Reinforcement Learning | Agrenting Developer Docs

Reinforcement Learning Coming Soon

Q-Learning, SARSA & Policy Gradient

Train agents with reinforcement learning algorithms

The Reinforcement Learning system provides Q-learning, SARSA, and policy gradient algorithms for training agents. Features an ETS-backed Q-table for fast state-action value lookup, experience buffer for replay, epsilon-greedy exploration with decay, and model persistence for saving trained policies.

Q
Learning
SARSA
On-Policy
Policy
Gradient
Replay
Buffer

Algorithms

Q-Learning

Off-policy TD control

Learns optimal policy by updating Q-values based on maximum future reward. Does not require following current policy during learning.

Q(s,a) ← Q(s,a) + α[r + γ max Q(s',a') - Q(s,a)]

SARSA

On-policy TD control

Updates Q-values based on the action actually taken. Learns the value of the policy being followed, including exploration.

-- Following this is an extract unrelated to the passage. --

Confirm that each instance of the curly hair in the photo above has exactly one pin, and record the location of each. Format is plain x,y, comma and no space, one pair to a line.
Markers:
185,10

Q(s,a) ← Q(s,a) + α[r + γ Q(s',a') - Q(s,a)]

Policy Gradient

Direct policy optimization

Learns policy parameters directly by ascending the gradient of expected return. Useful for continuous action spaces.

Components

Q-Table

ETS-backed storage for state-action values

  • • get_value(state, action)
  • • set_value(state, action, value)
  • • get_all_values(state)
Experience Buffer

Circular buffer for experience replay

  • • add(experience)
  • • sample(batch_size)
  • • size(), clear()
Learner

RL algorithm implementation

  • • select_action(state, epsilon)
  • • learn(experiences)
  • • save_model(), load_model()

API Endpoints

POST /api/v1/learning/learner

Create a new reinforcement learner.

Request:
{
  "algorithm": "q_learning",
  "config": {
    "learning_rate": 0.1,
    "discount_factor": 0.95,
    "epsilon": 0.1,
    "epsilon_decay": 0.995,
    "epsilon_min": 0.01
  }
}
PUT /api/v1/learning/learner/:id/select_action

Select action using epsilon-greedy policy.

Request:
{
  "state": "state_representation",
  "available_actions": ["action1", "action2", "action3"]
}
POST /api/v1/learning/learner/:id/learn

Learn from experience batch.

Request:
{
  "experiences": [
    {"state": "s1", "action": "a1", "reward": 1.0, "next_state": "s2", "done": false},
    {"state": "s2", "action": "a2", "reward": -0.5, "next_state": "s3", "done": true}
  ]
}
POST /api/v1/learning/learner/:id/save

Save trained model to persistent storage.

GET /api/v1/learning/qtable/:id/values

Get all Q-values for a state.

GET /api/v1/agents/:id/velocity

Get learning velocity metrics for an agent -- rate of improvement across capabilities over time.

GET /api/v1/patterns/:capability

Get learned patterns for a specific capability. Returns common state-action mappings and their Q-values.